Malam tengah merambat naik ketika Kai beranjak siuman. Jhe melemparkan majalah di tangannya ke meja, buru-buru mendekati ranjang tempat gadis itu terbaring. Wajah pucat Kai menyapanya seketika.

"Kai, kau bisa mendengarku?" tanya Jhe seraya menggenggam tangan Kai.

"Jhe?"


"Aku disini. Apa yang kau rasakan sekarang?" tanya pemuda itu lagi.

"Pusing. Kepalaku sakit," jawab Kai lirih seraya memegang keningnya.

Dua orang petugas medis memasuki ruang rawat tak lama setelah Jhe menekan tombol merah di samping ranjang. Jhe memperhatikan gerakan mereka yang di matanya terlihat seperti tarian berirama cepat namun tetap harmonis. Setelah menulis sesuatu pada lembar laporan kondisi Kai, seorang petugas medis menyuntikkan sesuatu lagi ke selang infus.

"Aku sudah memberinya obat sakit kepala, dia akan kembali tidur dalam sepuluh menit. Besok kau sudah bisa membawa Nona Kai pulang," ujar seorang petugas medis. Jhe tersenyum seraya mengucapkan terima kasih mendengar penjelasan tersebut.

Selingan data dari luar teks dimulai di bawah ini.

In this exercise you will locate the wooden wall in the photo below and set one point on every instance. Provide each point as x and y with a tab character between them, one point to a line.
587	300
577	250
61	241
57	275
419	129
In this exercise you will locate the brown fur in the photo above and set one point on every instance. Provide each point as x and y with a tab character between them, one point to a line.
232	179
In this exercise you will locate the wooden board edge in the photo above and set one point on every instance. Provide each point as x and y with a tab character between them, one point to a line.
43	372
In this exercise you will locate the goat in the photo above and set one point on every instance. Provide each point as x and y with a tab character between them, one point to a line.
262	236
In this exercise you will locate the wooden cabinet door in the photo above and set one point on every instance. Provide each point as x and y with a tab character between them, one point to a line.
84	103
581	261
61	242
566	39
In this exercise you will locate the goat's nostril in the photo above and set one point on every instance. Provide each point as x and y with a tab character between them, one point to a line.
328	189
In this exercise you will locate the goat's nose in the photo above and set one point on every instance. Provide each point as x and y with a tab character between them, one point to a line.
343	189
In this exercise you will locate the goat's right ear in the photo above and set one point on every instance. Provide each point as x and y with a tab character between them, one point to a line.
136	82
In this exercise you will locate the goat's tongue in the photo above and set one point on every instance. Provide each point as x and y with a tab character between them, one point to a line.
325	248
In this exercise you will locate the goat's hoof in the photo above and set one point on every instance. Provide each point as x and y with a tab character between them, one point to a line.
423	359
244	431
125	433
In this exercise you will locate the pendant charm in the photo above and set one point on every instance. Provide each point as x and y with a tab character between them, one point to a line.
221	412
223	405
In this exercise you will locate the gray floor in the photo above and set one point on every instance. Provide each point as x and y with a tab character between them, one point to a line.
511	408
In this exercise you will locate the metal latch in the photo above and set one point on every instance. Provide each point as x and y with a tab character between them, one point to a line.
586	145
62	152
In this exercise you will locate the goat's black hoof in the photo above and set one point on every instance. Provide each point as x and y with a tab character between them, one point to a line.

Setelah kepergian petugas medis, perhatian Jhe kembali pada Kai yang kini sudah terlelap. Jhe duduk di tepi ranjang, dadanya terasa sesak. Dia mengambil napas panjang beberapa kali. Ruang sunyi itu tetiba disapa embusan angin dari jendela yang sengaja dibiarkan terbuka.

"Bagaimana keadaannya?" tanya suara berat seorang laki-laki di belakang kepala Jhe, Noe.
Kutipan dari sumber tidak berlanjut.